So we spent the afternoon at the Oktoberfest Wies'n with Bob and Mardi today. "Wies'n" means meadow, but it's actually a good old fairground or carnival. A really big one! We went to the Paulaner tent around 10:30 am, and ordered beer and sausages. Well, Kris ordered a Coke, but she promised to drink with us in the wine tent. I drank a full liter "Mass", and Bob and Mardi shared one (wimps!). Our tablemates were a nice couple from Edmonton, Canada.


Kris and Michael...not drunk yet.


Mardi and Bob...cheating a little bit - they were sharing one!


Bob acting French. Lots of scowling and Merde!

Back outside we admired the good food at the Kaefer tent, but there was nowhere to sit, so we went to the wine tent. Upstairs there were plenty of seats so we grabbed a table. Bob, Mardi and I each had a 1/2 liter Weissbier, and Kris had a Merlot, but dang it wasn't very good. Kind of vinegery? We ordered Dampfnudeln, which is like a piece of hot cake in vanilla sauce, and also homemade chocolate ice cream.

Now Kris, Bob and Mardi rode the famous Tobaggan ride, where drunk people are hefted up a conveyer belt to hilarious effect. Everyone tries to stand up in a dignified way, but watching people roll, bob, weave, dance and experience pratfalls has become a spectater sport. The actual slide to ride down from the tower is just an aftereffect. Mardi started to fall and got some help from one of the burly men supervising the belt. Bob turned in a marvelous athletic performance, and when I say marvelous I mean boring! Kris refused all offers of help from the burly attendants and immediately slipped and fell, laughing (or crying?) as the belt carted her up on her back! She did get the loudest crowd reaction though and that's what it's all about I think!

Next we rode a water roller coaster, where I alone got pretty soaked. The drops were really fun, and we laughed a lot. Before we could lose our buzz we had to repair back into a tent. First a stop off to the Kaefer tent for Kris to have a big shot of vodka, then into the Loewenbraeu tent, a really rowdy place. We found a seat next to some guys from Birmingham, England. Another Mass of beer for me, which Kris tried to drink from. Bob and Mardi shared another one. Bob bought some cigars, so pretty soon he and I were quaffing beer from our enormous glasses, smoking up the place with our cigars. And caught up in the excitement of it all, the English guys even got me and Mardi to try snuff tobacco. Seems like a good thing if you have a cold and your sinuses are blocked up.

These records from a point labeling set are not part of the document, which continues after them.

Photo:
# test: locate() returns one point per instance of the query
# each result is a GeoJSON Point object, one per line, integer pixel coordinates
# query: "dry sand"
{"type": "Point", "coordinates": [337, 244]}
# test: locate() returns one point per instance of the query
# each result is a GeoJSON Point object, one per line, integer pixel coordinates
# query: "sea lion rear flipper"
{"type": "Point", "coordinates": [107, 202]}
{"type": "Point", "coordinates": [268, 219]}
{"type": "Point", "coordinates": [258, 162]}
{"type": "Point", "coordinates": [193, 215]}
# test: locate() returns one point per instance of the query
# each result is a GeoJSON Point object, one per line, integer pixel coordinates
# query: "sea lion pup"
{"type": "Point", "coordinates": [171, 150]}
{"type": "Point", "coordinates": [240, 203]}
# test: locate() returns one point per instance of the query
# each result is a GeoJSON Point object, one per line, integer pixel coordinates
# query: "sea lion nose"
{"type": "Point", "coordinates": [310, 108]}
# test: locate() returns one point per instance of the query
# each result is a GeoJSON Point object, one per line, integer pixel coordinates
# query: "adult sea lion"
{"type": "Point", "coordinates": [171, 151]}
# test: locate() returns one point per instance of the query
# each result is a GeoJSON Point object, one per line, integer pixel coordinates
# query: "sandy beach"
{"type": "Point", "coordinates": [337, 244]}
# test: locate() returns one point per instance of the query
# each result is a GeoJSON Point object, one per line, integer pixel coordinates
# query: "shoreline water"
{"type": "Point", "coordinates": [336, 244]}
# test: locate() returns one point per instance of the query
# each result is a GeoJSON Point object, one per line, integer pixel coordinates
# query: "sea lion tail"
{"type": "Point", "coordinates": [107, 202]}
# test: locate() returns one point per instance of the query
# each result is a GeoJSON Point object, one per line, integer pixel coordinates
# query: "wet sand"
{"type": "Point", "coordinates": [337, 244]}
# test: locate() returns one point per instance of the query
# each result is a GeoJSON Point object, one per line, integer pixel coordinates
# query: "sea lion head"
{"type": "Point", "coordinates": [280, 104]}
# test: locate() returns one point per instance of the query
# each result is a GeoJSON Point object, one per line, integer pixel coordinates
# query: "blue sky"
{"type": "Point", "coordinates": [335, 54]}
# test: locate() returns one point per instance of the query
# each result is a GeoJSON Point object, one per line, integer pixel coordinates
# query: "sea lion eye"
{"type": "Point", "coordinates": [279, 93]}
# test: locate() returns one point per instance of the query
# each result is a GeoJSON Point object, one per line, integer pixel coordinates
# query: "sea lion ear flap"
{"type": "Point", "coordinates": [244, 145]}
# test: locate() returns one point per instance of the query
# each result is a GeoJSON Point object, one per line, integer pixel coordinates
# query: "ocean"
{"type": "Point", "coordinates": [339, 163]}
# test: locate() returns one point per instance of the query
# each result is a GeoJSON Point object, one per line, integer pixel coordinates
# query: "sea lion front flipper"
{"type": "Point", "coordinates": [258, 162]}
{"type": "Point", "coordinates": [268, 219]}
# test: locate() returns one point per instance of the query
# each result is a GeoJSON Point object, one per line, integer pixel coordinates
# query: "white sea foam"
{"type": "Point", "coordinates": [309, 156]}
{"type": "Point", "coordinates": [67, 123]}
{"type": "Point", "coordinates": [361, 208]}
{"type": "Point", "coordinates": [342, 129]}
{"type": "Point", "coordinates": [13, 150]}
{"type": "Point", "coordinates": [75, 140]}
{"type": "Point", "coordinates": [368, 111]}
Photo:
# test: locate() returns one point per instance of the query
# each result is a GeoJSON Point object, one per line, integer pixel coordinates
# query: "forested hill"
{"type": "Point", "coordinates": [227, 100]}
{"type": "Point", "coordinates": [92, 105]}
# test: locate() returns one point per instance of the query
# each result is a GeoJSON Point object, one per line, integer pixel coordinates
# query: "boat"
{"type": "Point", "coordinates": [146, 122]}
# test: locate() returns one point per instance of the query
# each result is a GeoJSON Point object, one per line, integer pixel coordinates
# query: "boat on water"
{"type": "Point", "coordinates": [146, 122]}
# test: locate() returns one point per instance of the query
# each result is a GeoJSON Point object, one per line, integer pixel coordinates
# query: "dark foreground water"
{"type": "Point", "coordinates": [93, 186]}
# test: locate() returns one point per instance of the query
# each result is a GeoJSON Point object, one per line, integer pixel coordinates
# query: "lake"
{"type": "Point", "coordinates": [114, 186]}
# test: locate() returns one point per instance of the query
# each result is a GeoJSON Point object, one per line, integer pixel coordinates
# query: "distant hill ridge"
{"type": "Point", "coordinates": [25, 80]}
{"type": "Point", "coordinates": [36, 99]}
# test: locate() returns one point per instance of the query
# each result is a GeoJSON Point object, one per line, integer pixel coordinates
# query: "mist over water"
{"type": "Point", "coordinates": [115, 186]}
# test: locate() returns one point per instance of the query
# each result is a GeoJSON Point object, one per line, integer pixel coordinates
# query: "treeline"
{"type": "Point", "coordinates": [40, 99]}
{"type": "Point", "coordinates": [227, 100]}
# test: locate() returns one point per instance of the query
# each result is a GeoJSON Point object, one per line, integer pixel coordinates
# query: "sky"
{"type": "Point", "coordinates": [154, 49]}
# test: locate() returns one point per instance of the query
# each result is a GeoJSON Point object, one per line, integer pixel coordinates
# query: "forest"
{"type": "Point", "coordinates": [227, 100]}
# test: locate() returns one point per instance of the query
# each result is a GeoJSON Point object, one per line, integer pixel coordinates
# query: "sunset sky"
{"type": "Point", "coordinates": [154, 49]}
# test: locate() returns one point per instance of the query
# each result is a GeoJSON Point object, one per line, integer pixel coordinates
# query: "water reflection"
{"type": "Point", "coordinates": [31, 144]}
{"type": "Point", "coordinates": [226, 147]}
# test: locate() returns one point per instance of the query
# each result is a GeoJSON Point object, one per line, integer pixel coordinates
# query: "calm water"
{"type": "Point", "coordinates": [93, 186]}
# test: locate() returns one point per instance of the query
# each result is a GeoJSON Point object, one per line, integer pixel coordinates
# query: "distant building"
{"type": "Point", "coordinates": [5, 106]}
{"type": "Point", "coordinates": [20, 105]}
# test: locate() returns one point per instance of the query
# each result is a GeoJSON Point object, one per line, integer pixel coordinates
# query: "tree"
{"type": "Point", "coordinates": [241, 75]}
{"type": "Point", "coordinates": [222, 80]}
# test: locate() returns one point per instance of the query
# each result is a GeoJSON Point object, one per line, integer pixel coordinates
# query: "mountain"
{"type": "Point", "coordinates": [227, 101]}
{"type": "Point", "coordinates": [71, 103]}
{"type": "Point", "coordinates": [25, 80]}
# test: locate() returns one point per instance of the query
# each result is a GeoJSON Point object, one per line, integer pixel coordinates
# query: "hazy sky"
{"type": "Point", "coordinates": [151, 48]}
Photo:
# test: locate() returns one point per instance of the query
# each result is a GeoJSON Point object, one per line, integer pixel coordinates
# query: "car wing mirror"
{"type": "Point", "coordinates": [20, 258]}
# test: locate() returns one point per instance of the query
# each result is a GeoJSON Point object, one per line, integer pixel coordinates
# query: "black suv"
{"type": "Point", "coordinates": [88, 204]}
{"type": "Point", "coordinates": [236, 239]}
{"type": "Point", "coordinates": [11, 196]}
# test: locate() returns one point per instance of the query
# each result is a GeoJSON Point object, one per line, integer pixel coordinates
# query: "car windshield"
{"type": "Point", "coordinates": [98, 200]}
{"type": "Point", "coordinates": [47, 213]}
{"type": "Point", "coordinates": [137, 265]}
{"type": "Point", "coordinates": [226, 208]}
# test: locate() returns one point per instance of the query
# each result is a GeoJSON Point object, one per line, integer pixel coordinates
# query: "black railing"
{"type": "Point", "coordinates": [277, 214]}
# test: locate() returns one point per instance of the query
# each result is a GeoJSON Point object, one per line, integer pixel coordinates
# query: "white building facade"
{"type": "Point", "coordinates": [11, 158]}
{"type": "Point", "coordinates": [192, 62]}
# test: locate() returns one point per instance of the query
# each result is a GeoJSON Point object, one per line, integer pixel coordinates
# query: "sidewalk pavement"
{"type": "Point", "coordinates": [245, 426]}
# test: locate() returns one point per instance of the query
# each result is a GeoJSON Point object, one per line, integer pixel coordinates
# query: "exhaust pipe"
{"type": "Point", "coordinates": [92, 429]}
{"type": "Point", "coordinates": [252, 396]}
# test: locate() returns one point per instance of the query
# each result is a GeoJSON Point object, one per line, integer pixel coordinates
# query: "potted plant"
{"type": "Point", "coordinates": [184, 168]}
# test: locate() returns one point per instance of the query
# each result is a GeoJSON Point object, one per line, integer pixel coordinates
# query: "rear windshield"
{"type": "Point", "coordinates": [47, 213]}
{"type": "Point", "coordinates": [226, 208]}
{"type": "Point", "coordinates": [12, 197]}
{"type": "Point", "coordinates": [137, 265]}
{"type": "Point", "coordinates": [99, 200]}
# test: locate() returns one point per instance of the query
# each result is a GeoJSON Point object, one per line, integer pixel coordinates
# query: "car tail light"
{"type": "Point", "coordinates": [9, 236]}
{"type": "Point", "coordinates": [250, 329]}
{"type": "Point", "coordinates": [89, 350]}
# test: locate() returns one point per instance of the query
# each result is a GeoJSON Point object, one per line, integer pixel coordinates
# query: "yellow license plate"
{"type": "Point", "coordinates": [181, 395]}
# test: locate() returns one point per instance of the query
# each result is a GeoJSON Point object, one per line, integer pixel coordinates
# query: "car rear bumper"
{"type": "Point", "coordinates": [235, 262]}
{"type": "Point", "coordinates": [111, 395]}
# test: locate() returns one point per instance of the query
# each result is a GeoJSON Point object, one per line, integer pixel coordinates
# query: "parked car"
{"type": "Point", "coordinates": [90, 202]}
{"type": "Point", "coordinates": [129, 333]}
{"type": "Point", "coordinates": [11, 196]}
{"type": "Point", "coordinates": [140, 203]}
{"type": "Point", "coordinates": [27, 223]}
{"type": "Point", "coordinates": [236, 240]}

I don't know everything that happened from there, but there was lots of shouting and laughing. I remember the guy next to me was Welsh and he spilled beer all over my leg. I said at least now I can piss my own pants without fear of embarrassment. For some reason that was really funny (to me). At some point Mardi quietly revealed that I have a sort of "man purse" to carry my jacket, wallet and other things. Word got out quickly, and soon the whole table was chanting "MAN BAG!" and pointing at me. "He has a MAN BAG!" I tried unsuccessfully to stem the tide by pointing out that my satchel was, properly termed, a "European Carryall (TM)". Hoo boy, that just made it worse. Finally I decided it's better to go down with the ship, so I raised my man-purse high and proclaimed to one and all that yes! I have a Man-bag, and I'm proud! Also it's a very nice green.

Somewhere after all this, and after competing with Bob to blow smoke rings we started singing. Just whatever. But it has to be delivered in the loudest, hoarsest shout you can conjure up. I thought, "what do I know of Britain?" and started a chorus of "Our House" by Madness. It died out quickly because nobody knew the words beyond the first part. Finally Kris and I looked at our watches, realizing we'd turn into adults again in less than an hour when the babysitter had to go home, and took our leave with a mixture of reluctance and relief!

Kris took the train but Mardi, Bob and I walked to clear our heads. It was useful! But on the walk home we couldn't help but get a big sandwich and another beer. What a Sunday!